Pascal Chevalier, quelle stratégie allez-vous déployer chez Mondadori France ?
"Nous allons faire la même chose que ce que nous avons fait jusqu’à maintenant, à savoir intégrer chez nous les marques, leurs équipes et leurs expertises. Nous allons faire travailler toutes les équipes ensemble pour continuer de bien faire ce qu’elles font déjà, c’est-à-dire des magazines de qualité. Mondadori va bien, ce n’est pas une société en retournement, elle a juste besoin d’une vision entrepreneuriale qui va la redynamiser. Nous allons lui apporter notre expertise digitale, très complémentaire. Mondadori est six fois plus gros que nous dans le papier et nous sommes dix fois plus gros dans le digital. Le papier est en décroissance, à nous de la limiter, alors que le digital est en plein essor, et nous avons les process et les outils en interne pour développer l’audience et la valoriser. L’objectif à 3-5 ans du nouvel ensemble est d’atteindre, comme nous l’avons fait pour nos marques historiques, une audience digitale supérieure à l’audience papier, et, partant, des revenus équilibrés entre le papier et le digital".
 

Copie d'écran du site Internet Mondadori France

Comment êtes-vous parvenu à mettre la main sur un groupe significativement plus gros que vous ?
"Reworld Media devrait réaliser, en 2018, 11 M€ d’Ebitda, contre 7,5 M€ en 2017. Mondadori France a réalisé en 2018, sur 9 mois, un EBITDA à 15,6 M€ en baisse de -7%. Notre offre valorise 100% de la cible 70 M€, payés cash pour 60 M€, dont 10 M€ via un crédit vendeur, et en titres pour 10 M€, via une augmentation de capital auprès du vendeur à un cours compris entre 2,20 € et 2,90 € par action.
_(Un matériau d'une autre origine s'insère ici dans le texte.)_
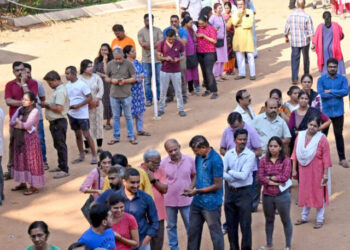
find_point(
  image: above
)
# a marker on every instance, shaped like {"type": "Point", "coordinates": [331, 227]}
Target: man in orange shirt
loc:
{"type": "Point", "coordinates": [121, 39]}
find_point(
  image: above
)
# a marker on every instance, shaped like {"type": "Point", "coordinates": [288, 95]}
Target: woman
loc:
{"type": "Point", "coordinates": [311, 151]}
{"type": "Point", "coordinates": [293, 93]}
{"type": "Point", "coordinates": [124, 225]}
{"type": "Point", "coordinates": [138, 97]}
{"type": "Point", "coordinates": [94, 182]}
{"type": "Point", "coordinates": [105, 55]}
{"type": "Point", "coordinates": [39, 233]}
{"type": "Point", "coordinates": [206, 52]}
{"type": "Point", "coordinates": [218, 22]}
{"type": "Point", "coordinates": [274, 171]}
{"type": "Point", "coordinates": [95, 84]}
{"type": "Point", "coordinates": [229, 67]}
{"type": "Point", "coordinates": [28, 165]}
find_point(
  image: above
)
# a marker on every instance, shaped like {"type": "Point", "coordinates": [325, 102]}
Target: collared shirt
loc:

Reworld prévoit de financer cette acquisition via une émission de dette non convertible pour un montant total de 63,3 M€ et une augmentation de capital d’au moins 3 M€ auprès d’IDINVEST et de son management, au même cours que l’augmentation de capital évoquée précédemment. Si, financièrement, c’est Reworld Media qui rachète Mondadori France, d’un point de vue opérationnel c’est plutôt l’inverse".

L’intégration des rédactions de Mondadori suscite une vive polémique. Comment voyez-vous les choses ?
"Nous allons enfin pouvoir expliquer directement notre stratégie. Les marques reprises sont très belles, elles ont toutes un beau potentiel. Tous les magazines ont vocation à être conservés. Les rédactions de Mondadori sont excellentes, le contenu est de qualité. Seulement, il doit être mieux valorisé, adapté au digital. Les formats des articles doivent être adaptés au web et les formats vidéo multipliés. Il n’y a pas de sujet de réorganisation, nous avons besoin de tout l’effectif repris. Si certains journalistes souhaitent profiter de la clause de cession, on ne pourra pas s’y opposer, mais encore une fois, le papier fonctionne et continuera de fonctionner. Nous devons juste apporter ce qui manque et que nous avons déjà chez Reworld. Il n’y a pas d’investissements lourds à prévoir, ils ont déjà été réalisés par Reworld Media. A nous maintenant de donner à Mondadori le cadre et le temps qui lui manquait, d’insuffler notre culture créative et entrepreneuriale".

Les marques Reworld avant la transaction (Source présentation société octobre 2018)

Votre stratégie d’acquisition va-t-elle s’arrêter là ?
"Le monde des médias n’est pas en crise, il regorge d’opportunités pour des entrepreneurs qui ont de l’énergie et des capacités d’investissement. Pour nous, cette acquisition n’est qu’une étape dans la constitution d’un groupe de médias global et pluridisciplinaire. Nous nous retrouvons numéro un français sur la presse magazine, et c’est très bien, mais nous allons maintenant regarder d’autres canaux de distribution. Nous devons suivre nos lecteurs. La télévision connait des bouleversements avec la diffusion croissante via les canaux internet. Nous sommes producteurs, rien ne nous empêche, par exemple, demain, d’être diffuseurs de flux vidéo longs via internet. Nous serons également attentifs aux opportunités de développement à l’international, au cas par cas, comme nous l’avons fait avec Marie-France". 

Propos recueillis par Raphaël Girault (l'auteur est actionnaire à titre personnel).